Like his earlier remarks, Rakoff’s dramatically phrased decision was a rebuke of the SEC more than the banks, and his legal objection was to the SEC’s request for the court to approve the settlement without laying out the case itself. “In much of the world, propaganda reigns, and truth is confined to secretive, fearful whispers. Even in our nation, apologists for suppressing or obscuring the truth may always be found,” he wrote. “But the SEC, of all agencies, has a duty, inherent in its statutory mission, to see that the truth emerges; and if it fails to do so, this court must not, in the name of deference or convenience, grant judicial enforcement to the agency’s contrivances…. for otherwise, the court becomes a mere handmaiden to a settlement privately negotiated on the basis of unknown facts, while the public is deprived of ever knowing the truth in a matter of obvious public importance.”
Monday’s decision could have implications beyond Citibank.
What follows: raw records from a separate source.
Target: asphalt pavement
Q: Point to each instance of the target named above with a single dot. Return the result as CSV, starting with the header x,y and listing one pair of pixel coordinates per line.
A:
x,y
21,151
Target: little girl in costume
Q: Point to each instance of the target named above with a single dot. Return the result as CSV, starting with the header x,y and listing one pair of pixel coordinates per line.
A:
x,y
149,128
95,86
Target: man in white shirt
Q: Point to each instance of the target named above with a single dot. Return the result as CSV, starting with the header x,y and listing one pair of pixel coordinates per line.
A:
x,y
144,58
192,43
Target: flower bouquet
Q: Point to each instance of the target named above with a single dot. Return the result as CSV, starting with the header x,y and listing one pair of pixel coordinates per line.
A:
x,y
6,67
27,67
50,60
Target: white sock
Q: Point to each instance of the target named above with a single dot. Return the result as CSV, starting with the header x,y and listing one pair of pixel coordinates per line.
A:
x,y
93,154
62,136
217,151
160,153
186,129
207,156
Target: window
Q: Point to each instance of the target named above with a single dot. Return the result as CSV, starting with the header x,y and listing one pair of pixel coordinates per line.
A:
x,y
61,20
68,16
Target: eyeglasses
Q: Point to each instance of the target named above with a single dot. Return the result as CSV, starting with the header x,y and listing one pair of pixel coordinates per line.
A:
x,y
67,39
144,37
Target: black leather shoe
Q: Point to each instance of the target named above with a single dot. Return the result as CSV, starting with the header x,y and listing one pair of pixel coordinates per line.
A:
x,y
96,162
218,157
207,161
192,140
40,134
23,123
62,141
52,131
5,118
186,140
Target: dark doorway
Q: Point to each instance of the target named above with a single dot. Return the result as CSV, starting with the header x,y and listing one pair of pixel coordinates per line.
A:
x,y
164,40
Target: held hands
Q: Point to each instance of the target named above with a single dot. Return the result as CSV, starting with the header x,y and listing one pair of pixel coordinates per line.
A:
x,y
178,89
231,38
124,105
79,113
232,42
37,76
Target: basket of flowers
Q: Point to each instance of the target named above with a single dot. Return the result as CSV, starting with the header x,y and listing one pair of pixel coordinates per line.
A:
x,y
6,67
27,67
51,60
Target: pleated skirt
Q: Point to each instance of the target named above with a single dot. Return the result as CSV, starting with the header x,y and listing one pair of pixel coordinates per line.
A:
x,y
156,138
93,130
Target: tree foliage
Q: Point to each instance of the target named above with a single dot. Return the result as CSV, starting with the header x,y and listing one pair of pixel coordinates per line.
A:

Settling out of court with no admission of wrongdoing has frequently been the SEC’s modus operandi in cases like this. If political momentum built in the wake of Rakoff’s ruling and other judges picked up his banner, Wall Street could face a level of scrutiny it has so far avoided.
Rakoff’s ruling is one small dose of exactly what Wall Street’s critics have been hankering for. The conflict between New York Attorney General Eric Schneiderman (along with Beau Biden, Martha Coakley and Kamala Harris) and lead negotiators of the 50-state mortgage fraud settlement (including the other state AGs and the Obama administration) is basically over whether securitization fraud cases will get swept under the rug. And you’d be hard pressed to find a realistic outcome more appealing to protesters hoisting ‘Jail the Banksters’ signs in Zuccotti Park than a public fraud trial for a major Wall Street institution and a rebuke to what Occupiers see as an overly sympathetic federal government. Judge Rakoff just gave them both of those things.